The number of individuals confessing to HMRC about unpaid taxes on offshore income surged by 22 per cent in 2024, with 5,643 taxpayers coming forward compared to 4,630 in 2023, according to research by Lubbock Fine.

This increase highlights the growing pressure on taxpayers to address undeclared offshore income, as HMRC intensifies its efforts to combat tax non-compliance. Those coming forward have used HMRC’s online Worldwide Disclosure Facility (WDF), which allows individuals to voluntarily disclose unpaid taxes on foreign income. By using the WDF, taxpayers can potentially reduce penalties and avoid criminal prosecution, provided they make a full and timely disclosure.

Graham Caddock, Tax Investigations Director at Lubbock Fine, says: ‘Handled correctly, a tax disclosure to HMRC can often be resolved without incurring any penalties at all.’
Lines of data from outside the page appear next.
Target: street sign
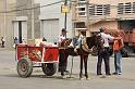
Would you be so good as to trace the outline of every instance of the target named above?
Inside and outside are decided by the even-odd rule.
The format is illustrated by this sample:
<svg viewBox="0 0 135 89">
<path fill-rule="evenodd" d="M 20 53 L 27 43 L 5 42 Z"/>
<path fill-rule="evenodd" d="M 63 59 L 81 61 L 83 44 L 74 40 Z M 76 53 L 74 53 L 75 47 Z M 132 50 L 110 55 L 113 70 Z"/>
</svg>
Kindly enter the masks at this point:
<svg viewBox="0 0 135 89">
<path fill-rule="evenodd" d="M 62 5 L 61 5 L 61 13 L 70 13 L 70 8 L 69 8 L 69 5 L 62 4 Z"/>
</svg>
A growing web of data sharing with the tax office
HMRC’s crackdown has been bolstered by the increasing flow of financial data from international jurisdictions, including popular tax havens like the Cayman Islands, Bermuda, and the British Virgin Islands. This data also covers rental property income from countries such as Spain, France, and Greece.

Using its sophisticated Connect database, HMRC cross-references this information with UK tax returns and other data to identify discrepancies. When irregularities are detected, HMRC issues “nudge letters” to taxpayers, urging them to come clean before investigations are initiated.

By 2027, HMRC is expected to further expand its reach by gaining access to cryptocurrency account data from numerous countries, with could trip taxpayers up. As Caddock says: ‘Taxpayers often wrongly assume that cryptocurrency income and gains are not taxable in the UK. Severe penalties await those who ignore HMRC’s warnings.’